From their first days, they were surrounded by the love of an extended family of grandparents, aunts, uncles, and cousins. We taught them right from wrong and to respect others. They grew up involved in our church and the charities we sponsored. Good students, great athletes, gorgeous girls. I went to sleep at night full of gratitude and in awe of the life we shared. I dreamt of the day they would marry.
So after those eighteen-plus years of hard work, why do I find myself revisiting parenthood by raising two grandsons? Well, my younger daughter had other plans. She eloped, had a baby before her first anniversary, and filed for divorce before her second, not knowing another baby was already on the way-a brother for her eleven-month old son.
My grandsons join 6.6 million other children-nine percent of all children in the United States-who live with their grandparents.

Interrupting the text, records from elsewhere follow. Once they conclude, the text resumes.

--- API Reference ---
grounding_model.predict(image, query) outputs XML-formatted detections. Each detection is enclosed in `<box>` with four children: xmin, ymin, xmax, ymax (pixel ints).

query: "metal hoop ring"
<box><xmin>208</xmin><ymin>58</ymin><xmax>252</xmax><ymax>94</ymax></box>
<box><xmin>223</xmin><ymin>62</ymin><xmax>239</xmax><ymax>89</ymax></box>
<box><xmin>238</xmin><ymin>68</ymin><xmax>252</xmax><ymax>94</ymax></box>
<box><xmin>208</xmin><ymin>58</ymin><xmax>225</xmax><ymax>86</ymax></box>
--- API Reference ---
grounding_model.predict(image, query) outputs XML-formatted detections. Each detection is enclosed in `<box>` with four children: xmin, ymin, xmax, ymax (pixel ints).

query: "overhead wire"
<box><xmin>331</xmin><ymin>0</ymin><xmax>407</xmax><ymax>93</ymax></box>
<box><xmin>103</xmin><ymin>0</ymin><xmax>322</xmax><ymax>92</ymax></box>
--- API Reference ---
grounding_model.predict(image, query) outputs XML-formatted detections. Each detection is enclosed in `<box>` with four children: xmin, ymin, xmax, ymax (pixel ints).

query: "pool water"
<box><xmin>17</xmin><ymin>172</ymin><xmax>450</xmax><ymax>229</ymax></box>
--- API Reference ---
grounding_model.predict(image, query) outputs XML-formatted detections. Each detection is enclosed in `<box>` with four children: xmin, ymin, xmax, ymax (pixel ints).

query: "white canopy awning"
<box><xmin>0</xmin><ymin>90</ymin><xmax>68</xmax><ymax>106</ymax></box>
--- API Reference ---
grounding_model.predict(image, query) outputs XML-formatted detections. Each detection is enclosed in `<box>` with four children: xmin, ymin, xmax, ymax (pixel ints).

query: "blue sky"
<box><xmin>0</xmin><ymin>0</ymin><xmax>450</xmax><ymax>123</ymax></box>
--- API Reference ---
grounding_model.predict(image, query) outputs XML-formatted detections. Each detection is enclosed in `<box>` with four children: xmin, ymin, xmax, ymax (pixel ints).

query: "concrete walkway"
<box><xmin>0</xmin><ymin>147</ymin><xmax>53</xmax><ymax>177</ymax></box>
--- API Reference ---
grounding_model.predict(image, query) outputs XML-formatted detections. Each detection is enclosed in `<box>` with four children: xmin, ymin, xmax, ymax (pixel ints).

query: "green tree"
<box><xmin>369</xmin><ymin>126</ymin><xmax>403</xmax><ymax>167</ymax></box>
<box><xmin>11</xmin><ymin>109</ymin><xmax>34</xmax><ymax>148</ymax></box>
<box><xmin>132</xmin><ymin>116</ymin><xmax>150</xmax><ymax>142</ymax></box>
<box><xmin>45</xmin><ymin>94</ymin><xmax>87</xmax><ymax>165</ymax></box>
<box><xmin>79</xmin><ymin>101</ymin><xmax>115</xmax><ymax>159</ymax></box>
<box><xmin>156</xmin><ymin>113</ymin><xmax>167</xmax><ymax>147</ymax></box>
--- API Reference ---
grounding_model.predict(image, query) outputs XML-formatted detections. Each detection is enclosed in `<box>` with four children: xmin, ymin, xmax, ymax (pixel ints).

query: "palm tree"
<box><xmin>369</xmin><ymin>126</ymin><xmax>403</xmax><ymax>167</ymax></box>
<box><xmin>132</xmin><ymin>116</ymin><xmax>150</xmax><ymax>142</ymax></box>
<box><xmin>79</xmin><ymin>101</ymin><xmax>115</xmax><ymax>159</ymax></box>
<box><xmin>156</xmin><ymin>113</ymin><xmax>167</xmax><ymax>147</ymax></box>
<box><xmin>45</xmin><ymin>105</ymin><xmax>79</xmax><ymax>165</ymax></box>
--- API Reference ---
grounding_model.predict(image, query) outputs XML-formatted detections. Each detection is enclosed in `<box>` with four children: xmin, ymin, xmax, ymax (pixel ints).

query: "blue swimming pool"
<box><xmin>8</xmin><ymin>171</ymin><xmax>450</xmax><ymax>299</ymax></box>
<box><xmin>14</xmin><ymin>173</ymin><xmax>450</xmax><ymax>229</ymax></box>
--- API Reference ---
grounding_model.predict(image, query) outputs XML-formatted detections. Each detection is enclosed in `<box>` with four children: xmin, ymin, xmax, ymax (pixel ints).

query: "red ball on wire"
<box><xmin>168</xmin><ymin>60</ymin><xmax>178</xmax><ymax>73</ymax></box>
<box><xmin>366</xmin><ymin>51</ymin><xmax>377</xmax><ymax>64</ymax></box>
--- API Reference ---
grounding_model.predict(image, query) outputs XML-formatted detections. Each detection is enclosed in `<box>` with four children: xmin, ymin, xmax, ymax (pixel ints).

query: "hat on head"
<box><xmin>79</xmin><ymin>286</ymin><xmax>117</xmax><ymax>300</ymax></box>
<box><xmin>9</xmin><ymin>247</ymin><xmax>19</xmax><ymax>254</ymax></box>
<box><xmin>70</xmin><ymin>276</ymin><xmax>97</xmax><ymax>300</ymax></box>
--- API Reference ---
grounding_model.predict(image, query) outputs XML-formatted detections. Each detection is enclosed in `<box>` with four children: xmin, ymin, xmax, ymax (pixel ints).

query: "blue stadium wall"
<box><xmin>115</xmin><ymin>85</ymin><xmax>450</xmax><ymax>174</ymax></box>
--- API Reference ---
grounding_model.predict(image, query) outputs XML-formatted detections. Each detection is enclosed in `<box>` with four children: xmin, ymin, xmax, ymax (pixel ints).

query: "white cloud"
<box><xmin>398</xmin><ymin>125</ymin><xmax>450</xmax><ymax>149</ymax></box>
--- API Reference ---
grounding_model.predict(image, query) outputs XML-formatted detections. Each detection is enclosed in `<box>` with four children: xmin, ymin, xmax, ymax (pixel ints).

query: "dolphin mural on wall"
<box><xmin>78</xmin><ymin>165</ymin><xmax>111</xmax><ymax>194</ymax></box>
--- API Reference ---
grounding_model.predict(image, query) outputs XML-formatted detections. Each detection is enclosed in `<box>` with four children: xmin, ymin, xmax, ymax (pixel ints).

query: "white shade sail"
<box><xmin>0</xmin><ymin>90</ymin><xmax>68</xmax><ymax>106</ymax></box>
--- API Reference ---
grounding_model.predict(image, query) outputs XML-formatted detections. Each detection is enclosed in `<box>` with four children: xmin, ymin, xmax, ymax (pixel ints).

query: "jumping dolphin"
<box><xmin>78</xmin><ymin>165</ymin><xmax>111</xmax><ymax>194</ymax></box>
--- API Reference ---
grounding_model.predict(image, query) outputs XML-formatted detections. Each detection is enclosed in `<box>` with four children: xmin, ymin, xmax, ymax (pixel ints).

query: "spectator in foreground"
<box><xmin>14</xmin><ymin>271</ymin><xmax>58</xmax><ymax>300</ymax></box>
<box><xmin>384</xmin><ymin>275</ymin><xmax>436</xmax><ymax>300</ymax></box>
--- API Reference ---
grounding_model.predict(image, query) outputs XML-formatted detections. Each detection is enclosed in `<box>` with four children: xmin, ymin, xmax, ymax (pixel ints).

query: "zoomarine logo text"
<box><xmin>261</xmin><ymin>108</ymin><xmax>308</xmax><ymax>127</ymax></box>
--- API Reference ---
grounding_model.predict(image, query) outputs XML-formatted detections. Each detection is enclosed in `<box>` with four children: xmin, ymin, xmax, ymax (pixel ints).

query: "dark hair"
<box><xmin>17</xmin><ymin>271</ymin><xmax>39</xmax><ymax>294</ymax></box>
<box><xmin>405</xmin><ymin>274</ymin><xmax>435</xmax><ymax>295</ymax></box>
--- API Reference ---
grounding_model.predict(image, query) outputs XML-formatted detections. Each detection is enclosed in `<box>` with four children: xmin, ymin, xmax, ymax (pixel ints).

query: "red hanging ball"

My husband and I are part of the two and one half million grandparents who are responsible for the basic needs of their grandchildren. Do you have that responsibility? That’s what this column is about: grandparents raising grandchildren and the unconditional love, challenges, and frustrations we face every day.
All of us have a story, a journey, each one unique. Some of you are caring for your grandchildren for an extended time while Mom or Dad go back to school. Others may have legal custody due to a governmental agency intervention. Some cases involve the sickness and even the death of your children. Many must cope with abandonment, mental illness, or drug abuse. Sometimes it’s just about the money. Let this column be a forum to share our stories.
When my life changed after my change of life, I was a recently published author who was in love with the empty nest and astounded at the professional successes that lay before me. After devoting the school years to my girls, now it was my turn. In the middle of having my book published, both boys came to live with my husband and me.
Raising two toddlers in our early fifties is a reaffirmation of the saying that “life is what happens when you’re making other plans.” We can’t just get up and go anymore because we are their primary caregivers. Our freedom has been replaced with tears, giggles, pampers, and pediatricians. Two o’clock a.m. feedings are accompanied by hot flashes. Being the last to leave a party? No way.
Babysitters are the most significant others in our lives. Our marriage struggled as we debated between enabling and letting go. Our other daughter, a recent college graduate, returned home to a full time job, studying for her master’s degree, and a nursery full of babies across the hall from her bedroom. We’ve all had to adjust.
I’ve finally realized that my plans for my daughter were not her plans. I can not control her. I can not control the father of my grandsons. Sometimes I can barely control myself. I’ve stopped making plans for others; I’m too busy getting through today.
I still go to sleep full of gratitude, thanking God for all our blessings. And just before dozing off to dream, I add: please, please, please, let the boys sleep through the night.